Zarin (Orsolya Tóth) at a brothel.

















Based on Shahrnush Parsipur's 1989 novella of the same name, Shirin Neshat's Women Without Men / Zanan-e bedun-e mardan (2009) conveys beauty and sorrow through strong visual imagery backed by careful attention to ambient sound. Martin Gschlacht's cinematography is dazzling. Beyond that, Women Without Men delivers a conciousness raising story that focuses on the place of women at a specific moment of historical change: the period of tumult in Iran in 1953 accompanying regime change from Dr. Mohammad Mosaddegh, democratically elected prime minister, to a dictatorship under UK- and US-backed Mohammad Rezā Shāh Pahlavī, the Shah of Iran.
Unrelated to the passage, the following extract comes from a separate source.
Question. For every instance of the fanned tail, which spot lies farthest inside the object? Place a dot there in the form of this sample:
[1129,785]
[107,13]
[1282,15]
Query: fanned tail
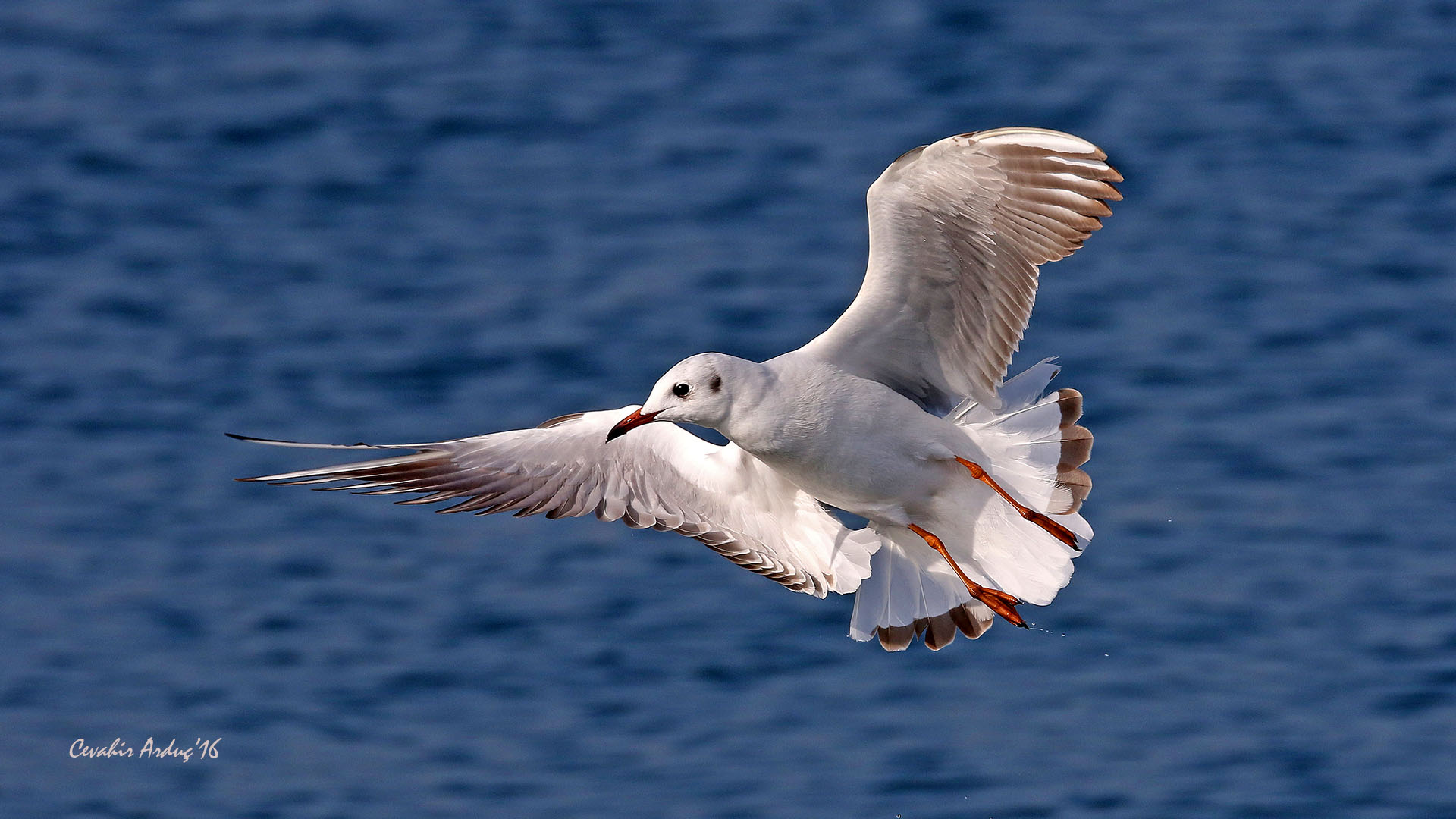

Beyond historical events, women are the main concern here, and for good reason. 

Fakhri (played by Arita Shahrzad) in her grove










In Women Without Men, women are expected to act and think according to men's dictates. These women dream of something else, anything ranging from basic sanctuary to freedom of being. This movie is a vivid expression of that dream.
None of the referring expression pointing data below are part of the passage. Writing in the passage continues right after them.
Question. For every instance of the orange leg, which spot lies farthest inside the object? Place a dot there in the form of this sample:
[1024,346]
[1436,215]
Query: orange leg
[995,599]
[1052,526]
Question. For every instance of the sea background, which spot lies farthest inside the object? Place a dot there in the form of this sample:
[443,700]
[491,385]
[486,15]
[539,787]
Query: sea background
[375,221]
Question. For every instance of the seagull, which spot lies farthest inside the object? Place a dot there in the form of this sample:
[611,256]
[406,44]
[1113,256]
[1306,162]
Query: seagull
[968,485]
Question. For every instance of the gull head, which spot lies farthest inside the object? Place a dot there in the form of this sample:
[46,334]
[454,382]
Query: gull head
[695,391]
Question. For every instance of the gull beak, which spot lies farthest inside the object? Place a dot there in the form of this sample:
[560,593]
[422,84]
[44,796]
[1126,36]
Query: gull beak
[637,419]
Today's Rune: Breakthrough.

3 comments:

pattinase (abbott) said...

Sounds fabulous. Oh, if I had access to it.

Charles Gramlich said...

If we could only increase everyone's freedoms, but so many do not want us to have them. They want to run our lives, be we women or men. very unfortunate.

the walking man said...

So when you've read every book and seen every movie at the University where to next?